Welcome!
I am Ye Hong, a postdoctoral researcher at ETH Zurich, affiliated with the Mobility Information Engineering (MIE) Lab at the Chair of Geoinformation Engineering. I also hold a joint appointment at the University of Zurich’s Department of Geography, where I work with the Urban Analytics Group.
I received my Doctor of Science degree from ETH Zurich, under the supervision of Prof. Martin Raubal and Prof. Konrad Schindler. Before that, I obtained a master’s degree in Geomatics from ETH Zurich and a bachelor’s degree in Geographic Information Science and Remote Sensing from Sun Yat-sen University, China.

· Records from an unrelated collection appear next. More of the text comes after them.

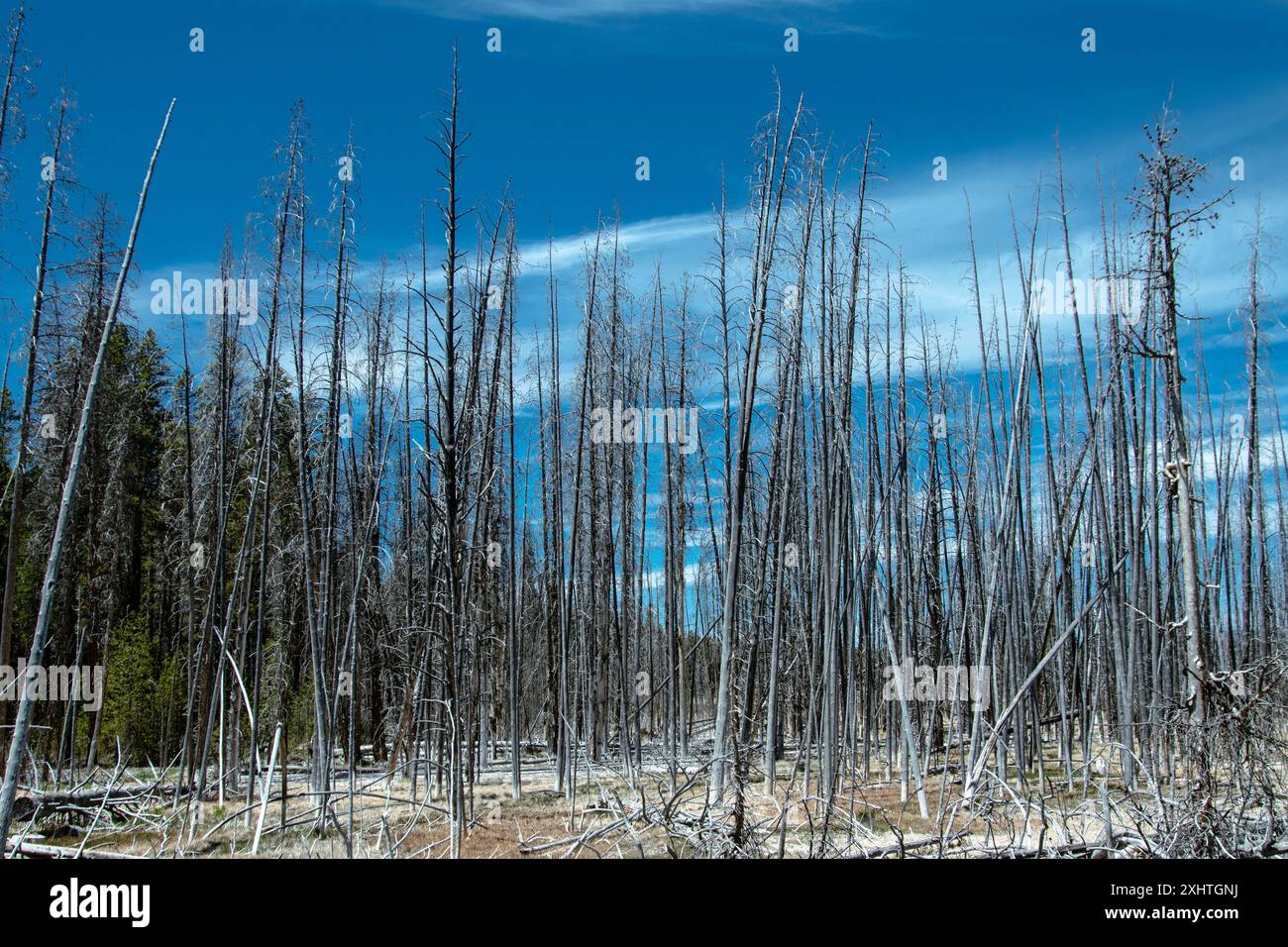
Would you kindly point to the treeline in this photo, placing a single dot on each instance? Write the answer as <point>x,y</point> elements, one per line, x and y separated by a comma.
<point>377,515</point>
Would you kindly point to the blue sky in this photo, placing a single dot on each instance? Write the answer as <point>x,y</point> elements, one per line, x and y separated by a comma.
<point>581,89</point>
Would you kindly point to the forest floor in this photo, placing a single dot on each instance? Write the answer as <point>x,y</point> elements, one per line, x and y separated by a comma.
<point>662,814</point>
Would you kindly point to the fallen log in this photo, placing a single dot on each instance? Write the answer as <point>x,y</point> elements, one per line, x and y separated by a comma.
<point>31,849</point>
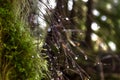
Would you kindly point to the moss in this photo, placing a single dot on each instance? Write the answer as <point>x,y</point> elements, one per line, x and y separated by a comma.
<point>19,59</point>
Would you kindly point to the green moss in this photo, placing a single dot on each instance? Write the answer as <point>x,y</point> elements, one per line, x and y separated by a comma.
<point>19,59</point>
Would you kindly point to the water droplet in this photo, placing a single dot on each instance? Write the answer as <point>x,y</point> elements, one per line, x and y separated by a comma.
<point>86,58</point>
<point>76,57</point>
<point>59,20</point>
<point>68,67</point>
<point>49,29</point>
<point>67,18</point>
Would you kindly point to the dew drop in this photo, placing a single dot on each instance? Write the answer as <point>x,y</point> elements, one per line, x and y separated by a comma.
<point>49,29</point>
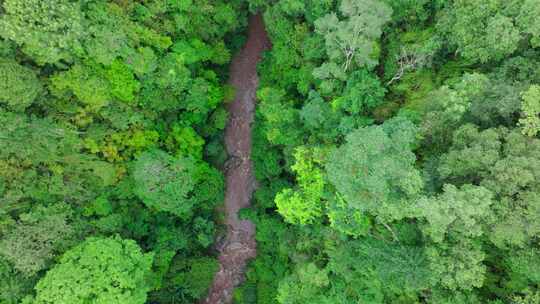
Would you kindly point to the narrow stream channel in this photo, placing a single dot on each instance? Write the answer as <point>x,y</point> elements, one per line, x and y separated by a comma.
<point>239,245</point>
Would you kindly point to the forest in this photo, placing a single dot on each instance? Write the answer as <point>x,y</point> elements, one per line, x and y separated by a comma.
<point>395,146</point>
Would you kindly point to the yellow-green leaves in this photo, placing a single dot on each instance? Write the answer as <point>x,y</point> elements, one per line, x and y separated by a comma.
<point>530,111</point>
<point>99,270</point>
<point>303,205</point>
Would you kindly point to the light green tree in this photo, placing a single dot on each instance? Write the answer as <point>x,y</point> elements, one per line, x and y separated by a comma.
<point>164,182</point>
<point>352,41</point>
<point>530,111</point>
<point>374,170</point>
<point>31,244</point>
<point>19,85</point>
<point>99,270</point>
<point>304,204</point>
<point>48,31</point>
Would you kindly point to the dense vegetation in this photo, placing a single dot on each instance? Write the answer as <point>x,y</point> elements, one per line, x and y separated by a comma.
<point>112,117</point>
<point>397,141</point>
<point>396,150</point>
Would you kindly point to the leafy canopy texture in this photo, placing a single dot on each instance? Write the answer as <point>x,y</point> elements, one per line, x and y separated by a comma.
<point>99,270</point>
<point>19,85</point>
<point>48,31</point>
<point>176,184</point>
<point>374,170</point>
<point>352,41</point>
<point>164,183</point>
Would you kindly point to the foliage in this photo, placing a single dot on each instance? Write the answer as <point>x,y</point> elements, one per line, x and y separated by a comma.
<point>47,31</point>
<point>110,270</point>
<point>374,170</point>
<point>531,109</point>
<point>352,41</point>
<point>19,85</point>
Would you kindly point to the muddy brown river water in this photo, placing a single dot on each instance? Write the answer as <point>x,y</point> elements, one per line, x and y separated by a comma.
<point>239,245</point>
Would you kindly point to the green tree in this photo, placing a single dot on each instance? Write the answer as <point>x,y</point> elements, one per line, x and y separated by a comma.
<point>177,185</point>
<point>48,31</point>
<point>99,270</point>
<point>19,85</point>
<point>352,41</point>
<point>303,205</point>
<point>481,30</point>
<point>530,108</point>
<point>164,182</point>
<point>374,170</point>
<point>31,244</point>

My research interests lie at the intersection of human mobility, urban computing, and network science. My work centers on applying machine learning and deep learning techniques to understand, predict, and model individual mobility behavior. The overarching aim of my work is to develop computational frameworks that enable personalized travel solutions and facilitate the transition toward sustainable and intelligent transportation systems.
News
- [05.2025] I gave a talk at the STRC ‘25 titled Causal Inference for interpretable and robust deep learning in mobility analysis.
- [05.2025] Our paper A causal intervention framework for synthesizing mobility data and evaluating predictive neural networks was published in TRIP.

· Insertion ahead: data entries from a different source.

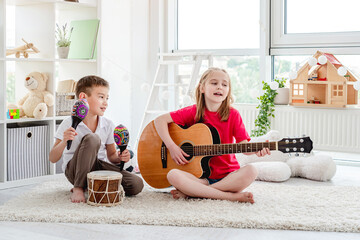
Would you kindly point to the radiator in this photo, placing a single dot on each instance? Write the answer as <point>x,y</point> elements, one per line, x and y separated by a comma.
<point>330,129</point>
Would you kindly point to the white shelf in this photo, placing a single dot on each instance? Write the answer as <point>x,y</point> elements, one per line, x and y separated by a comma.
<point>21,59</point>
<point>63,5</point>
<point>21,120</point>
<point>35,21</point>
<point>76,60</point>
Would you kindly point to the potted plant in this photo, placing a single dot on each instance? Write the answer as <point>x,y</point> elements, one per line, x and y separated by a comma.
<point>267,107</point>
<point>63,42</point>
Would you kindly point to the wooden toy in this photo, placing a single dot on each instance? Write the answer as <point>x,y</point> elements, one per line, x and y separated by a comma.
<point>24,50</point>
<point>323,85</point>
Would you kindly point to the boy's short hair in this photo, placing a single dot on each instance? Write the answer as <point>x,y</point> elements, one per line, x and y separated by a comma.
<point>85,84</point>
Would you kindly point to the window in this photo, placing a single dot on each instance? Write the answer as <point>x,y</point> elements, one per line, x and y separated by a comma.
<point>320,23</point>
<point>309,16</point>
<point>217,24</point>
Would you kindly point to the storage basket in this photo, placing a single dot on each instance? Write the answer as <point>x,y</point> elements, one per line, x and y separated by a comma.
<point>27,152</point>
<point>64,103</point>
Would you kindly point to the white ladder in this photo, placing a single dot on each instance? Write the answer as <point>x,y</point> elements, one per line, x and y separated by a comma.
<point>171,88</point>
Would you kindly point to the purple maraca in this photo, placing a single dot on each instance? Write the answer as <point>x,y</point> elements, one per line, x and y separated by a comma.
<point>79,112</point>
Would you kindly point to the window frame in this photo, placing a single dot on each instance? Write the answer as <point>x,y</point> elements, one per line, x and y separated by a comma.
<point>280,39</point>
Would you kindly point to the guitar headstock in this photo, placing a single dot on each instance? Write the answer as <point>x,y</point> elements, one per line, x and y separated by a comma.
<point>299,145</point>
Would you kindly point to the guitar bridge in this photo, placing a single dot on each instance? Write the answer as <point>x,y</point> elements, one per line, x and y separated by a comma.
<point>164,155</point>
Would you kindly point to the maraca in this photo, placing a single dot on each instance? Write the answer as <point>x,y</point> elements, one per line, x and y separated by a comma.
<point>121,137</point>
<point>79,112</point>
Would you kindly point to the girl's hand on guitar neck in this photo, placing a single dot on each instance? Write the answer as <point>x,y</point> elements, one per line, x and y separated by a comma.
<point>178,155</point>
<point>263,152</point>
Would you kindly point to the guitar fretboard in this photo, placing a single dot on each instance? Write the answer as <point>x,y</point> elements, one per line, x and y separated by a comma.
<point>220,149</point>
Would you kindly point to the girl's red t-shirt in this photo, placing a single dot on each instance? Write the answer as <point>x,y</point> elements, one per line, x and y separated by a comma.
<point>230,131</point>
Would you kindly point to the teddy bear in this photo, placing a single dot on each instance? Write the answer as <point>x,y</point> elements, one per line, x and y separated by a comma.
<point>279,166</point>
<point>36,102</point>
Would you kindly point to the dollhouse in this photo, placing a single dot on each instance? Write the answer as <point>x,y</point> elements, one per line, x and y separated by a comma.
<point>322,85</point>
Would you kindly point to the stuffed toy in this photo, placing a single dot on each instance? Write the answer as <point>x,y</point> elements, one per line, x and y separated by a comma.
<point>279,167</point>
<point>36,102</point>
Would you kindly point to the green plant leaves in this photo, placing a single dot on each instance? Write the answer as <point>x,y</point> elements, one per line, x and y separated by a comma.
<point>266,109</point>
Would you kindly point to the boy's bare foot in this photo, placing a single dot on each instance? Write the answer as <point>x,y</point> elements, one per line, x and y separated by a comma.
<point>77,195</point>
<point>177,194</point>
<point>244,197</point>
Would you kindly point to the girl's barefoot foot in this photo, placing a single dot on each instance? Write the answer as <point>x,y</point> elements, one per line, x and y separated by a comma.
<point>77,195</point>
<point>177,194</point>
<point>244,197</point>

- [05.2024] I gave a talk at the STRC ‘24 titled Towards realistic individual activity location demand synthesis using deep generative networks.
- [04.2024] Our paper Is a 15-Minute City Within Reach? Measuring Multimodal Accessibility and Carbon Footprint in 12 Major American Cities was published in Land Use Policy.

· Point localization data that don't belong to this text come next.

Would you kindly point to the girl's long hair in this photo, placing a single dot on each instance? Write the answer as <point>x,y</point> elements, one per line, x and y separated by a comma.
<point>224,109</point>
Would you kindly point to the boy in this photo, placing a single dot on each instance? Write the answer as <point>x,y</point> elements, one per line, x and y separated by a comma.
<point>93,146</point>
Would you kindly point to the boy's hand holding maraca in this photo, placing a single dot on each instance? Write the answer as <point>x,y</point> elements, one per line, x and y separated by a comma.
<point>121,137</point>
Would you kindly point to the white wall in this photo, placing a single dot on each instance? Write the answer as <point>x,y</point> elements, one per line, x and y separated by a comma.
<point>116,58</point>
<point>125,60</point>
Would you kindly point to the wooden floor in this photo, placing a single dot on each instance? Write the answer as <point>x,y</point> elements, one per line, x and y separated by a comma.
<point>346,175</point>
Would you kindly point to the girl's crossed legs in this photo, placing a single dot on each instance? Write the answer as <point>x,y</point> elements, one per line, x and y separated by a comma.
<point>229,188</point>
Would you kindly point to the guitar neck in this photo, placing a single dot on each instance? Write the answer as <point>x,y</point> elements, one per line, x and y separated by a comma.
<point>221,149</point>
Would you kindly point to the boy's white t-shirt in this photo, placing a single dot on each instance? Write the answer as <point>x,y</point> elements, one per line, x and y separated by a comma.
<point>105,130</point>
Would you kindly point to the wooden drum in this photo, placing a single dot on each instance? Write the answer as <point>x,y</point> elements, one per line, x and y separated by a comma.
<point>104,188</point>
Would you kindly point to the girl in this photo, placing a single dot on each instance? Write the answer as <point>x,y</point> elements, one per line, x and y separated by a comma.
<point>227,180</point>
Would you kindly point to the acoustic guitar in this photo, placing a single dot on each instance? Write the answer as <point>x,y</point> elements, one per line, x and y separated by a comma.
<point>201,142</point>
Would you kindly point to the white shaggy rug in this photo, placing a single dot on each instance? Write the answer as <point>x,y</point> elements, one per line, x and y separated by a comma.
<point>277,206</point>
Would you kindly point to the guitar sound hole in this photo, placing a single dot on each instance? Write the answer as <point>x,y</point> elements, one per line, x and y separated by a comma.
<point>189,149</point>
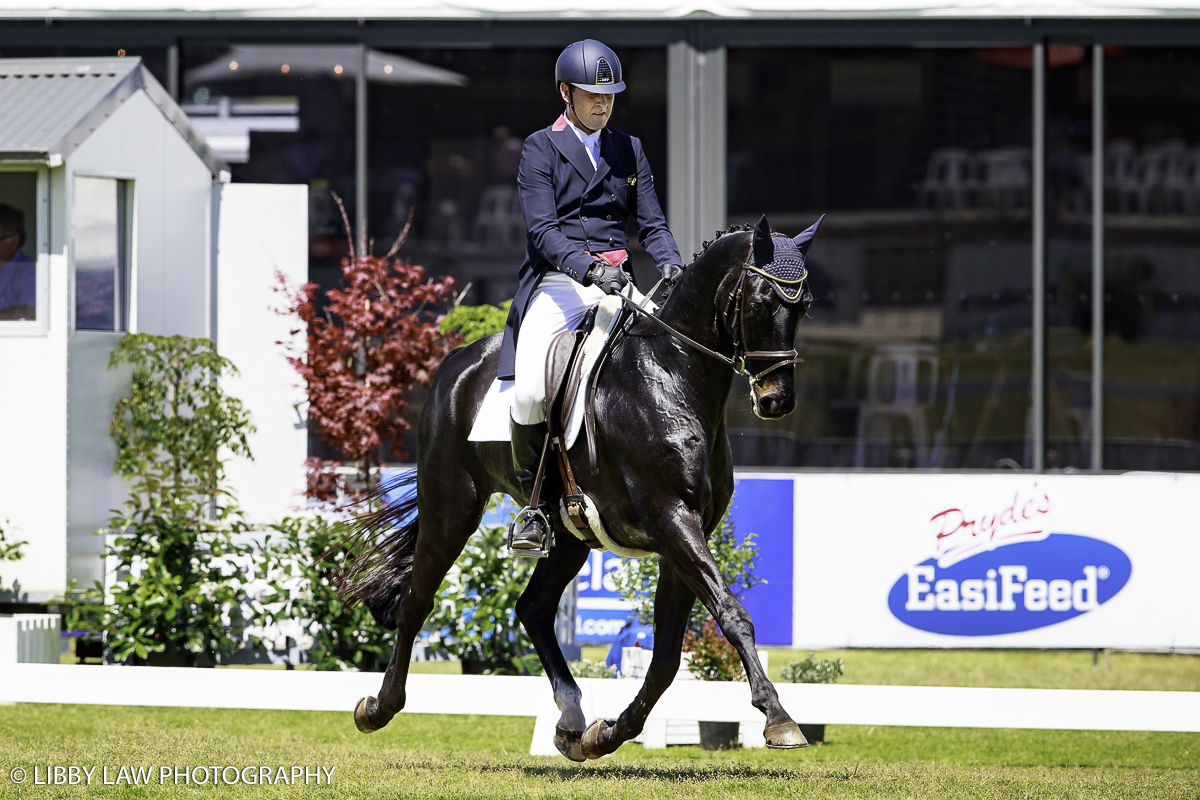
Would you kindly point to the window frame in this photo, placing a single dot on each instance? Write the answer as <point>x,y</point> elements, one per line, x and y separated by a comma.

- [11.2023] Our study on travel mode detection - Evaluating geospatial context information for travel mode detection was published in JTRG.
- [08.2023] Our study Context-aware multi-head self-attentional neural network model for next location prediction was published in TRC.
- [07.2023] Our paper Influence of tracking duration on the privacy of individual mobility graphs was published in Journal of Location Based Services.
- [07.2023] Our paper Predicting mobile users’ next location using the semantically enriched geo-embedding model and the multilayer attention mechanism was published in CEUS.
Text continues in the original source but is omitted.